In altri termini, era stato il giudice di merito a dare scarso rilievo al fatto allegato dal ricorrente, dicendo che egli avrebbe potuto comunque prenotare il viaggio recandosi in una agenzia, o farlo da sé dopo le 17.30 quando il collegamento era stato ripristinato e che dunque l’interruzione non aveva inciso sulla possibilità di compiere quell’azione.

La Corte di Cassazione, nella decisione che si pretende di revocare, ha preso atto che la valutazione compiuta dal giudice di merito circa l’assenza di danno risarcibile era una valutazione di fatto non più discutibile in sede di legittimità, e che il giudice di merito aveva fatto corretta applicazione della regola di diritto sulla distinzione tra disagio e danno risarcibile, distinzione che ovviamente era tracciata in base alla considerazione di quanto allegato dal ricorrente (p. 9).

Ossia: la decisione precedente, riferendosi all’accertamento in fatto compiuto dal giudice di merito – il quale teneva conto della mancata prenotazione del viaggio – ha fatto riferimento al complessivo accertamento compiuto dai Tribunale e dunque anche alla valutazione da questo offerta di quel pregiudizio, ritenendo quel complessivo accertamento come non più sindacabile, e dunque in tal modo tenendo conto del fatto ritenuto omesso, sia pure per dire che non poteva occuparsene essendo la sua valutazione una questione di merito.

Il ricorso va pertanto rigettato.

PQM

La corte rigetta il ricorso.
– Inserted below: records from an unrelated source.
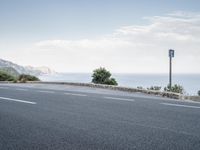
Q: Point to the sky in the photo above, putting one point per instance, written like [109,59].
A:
[124,36]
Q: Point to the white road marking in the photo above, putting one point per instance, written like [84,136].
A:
[46,91]
[178,105]
[121,99]
[74,94]
[21,89]
[17,100]
[3,87]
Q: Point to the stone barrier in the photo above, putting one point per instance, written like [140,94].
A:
[118,88]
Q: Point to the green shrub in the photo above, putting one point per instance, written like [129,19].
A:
[102,76]
[176,89]
[198,93]
[155,88]
[24,78]
[6,77]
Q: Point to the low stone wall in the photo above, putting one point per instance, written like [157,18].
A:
[118,88]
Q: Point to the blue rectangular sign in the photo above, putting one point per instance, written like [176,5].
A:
[171,53]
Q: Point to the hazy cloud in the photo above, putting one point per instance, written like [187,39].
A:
[130,48]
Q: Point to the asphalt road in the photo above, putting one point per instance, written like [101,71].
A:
[67,117]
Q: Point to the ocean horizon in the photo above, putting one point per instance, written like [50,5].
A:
[190,82]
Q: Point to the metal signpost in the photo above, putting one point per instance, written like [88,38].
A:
[171,55]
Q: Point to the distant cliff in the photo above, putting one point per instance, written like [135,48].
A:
[16,69]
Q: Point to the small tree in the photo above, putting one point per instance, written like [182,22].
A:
[176,89]
[198,93]
[102,76]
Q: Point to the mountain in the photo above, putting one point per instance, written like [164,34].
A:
[9,70]
[7,65]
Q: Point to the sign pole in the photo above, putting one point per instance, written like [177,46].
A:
[171,55]
[170,72]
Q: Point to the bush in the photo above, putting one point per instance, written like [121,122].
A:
[24,77]
[102,76]
[198,93]
[155,88]
[176,89]
[6,77]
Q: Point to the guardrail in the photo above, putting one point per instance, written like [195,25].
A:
[118,88]
[111,87]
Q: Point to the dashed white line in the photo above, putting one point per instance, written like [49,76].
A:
[17,100]
[74,94]
[179,105]
[46,91]
[121,99]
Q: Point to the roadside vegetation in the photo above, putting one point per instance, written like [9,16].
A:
[25,77]
[155,88]
[198,93]
[102,76]
[4,76]
[175,88]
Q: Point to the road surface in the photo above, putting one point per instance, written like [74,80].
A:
[60,117]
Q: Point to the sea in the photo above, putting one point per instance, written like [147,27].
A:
[190,82]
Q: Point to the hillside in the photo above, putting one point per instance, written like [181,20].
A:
[15,69]
[10,70]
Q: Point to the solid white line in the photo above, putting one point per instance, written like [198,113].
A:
[17,100]
[21,89]
[46,91]
[73,94]
[121,99]
[3,87]
[178,105]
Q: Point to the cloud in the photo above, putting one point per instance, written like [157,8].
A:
[133,48]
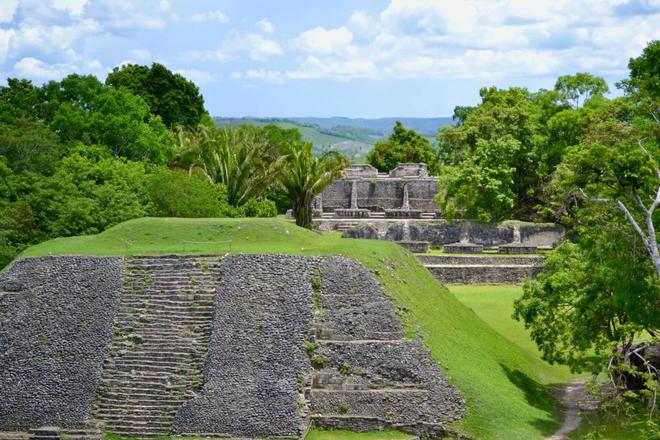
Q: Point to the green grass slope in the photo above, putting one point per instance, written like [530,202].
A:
[503,383]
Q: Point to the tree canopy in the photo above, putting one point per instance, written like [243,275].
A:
[169,95]
[402,146]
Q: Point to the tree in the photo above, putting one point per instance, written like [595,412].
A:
[30,145]
[241,158]
[305,176]
[599,294]
[80,108]
[592,298]
[490,162]
[169,95]
[581,86]
[174,194]
[402,146]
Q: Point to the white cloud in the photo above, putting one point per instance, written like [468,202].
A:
[141,54]
[73,7]
[53,38]
[196,75]
[327,41]
[472,39]
[7,10]
[34,68]
[209,16]
[361,23]
[267,75]
[265,26]
[6,36]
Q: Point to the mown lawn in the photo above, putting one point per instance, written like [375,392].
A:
[504,384]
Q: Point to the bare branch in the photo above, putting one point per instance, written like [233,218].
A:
[622,207]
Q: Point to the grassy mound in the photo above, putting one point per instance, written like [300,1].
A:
[505,385]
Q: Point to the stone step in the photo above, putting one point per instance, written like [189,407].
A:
[486,274]
[129,416]
[141,402]
[465,260]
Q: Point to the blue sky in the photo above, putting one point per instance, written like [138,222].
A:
[330,58]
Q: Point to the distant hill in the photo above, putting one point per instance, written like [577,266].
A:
[353,137]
Condanna il ricorrente al pagamento delle spese di lite, nella misura di 1300,00 Euro, oltre 200,00 Euro di spese generali. Ai sensi del D.P.R. n. 115 del 2002, art. 13, comma 1 quater, la Corte dà atto che il tenore del dispositivo è tale da giustificare il pagamento, se dovuto e nella misura dovuta, da parte ricorrente, dell’ulteriore importo a titolo di contributo unificato, pari a quello dovuto per il ricorso.

Così deciso in Roma, il 24 febbraio 2021.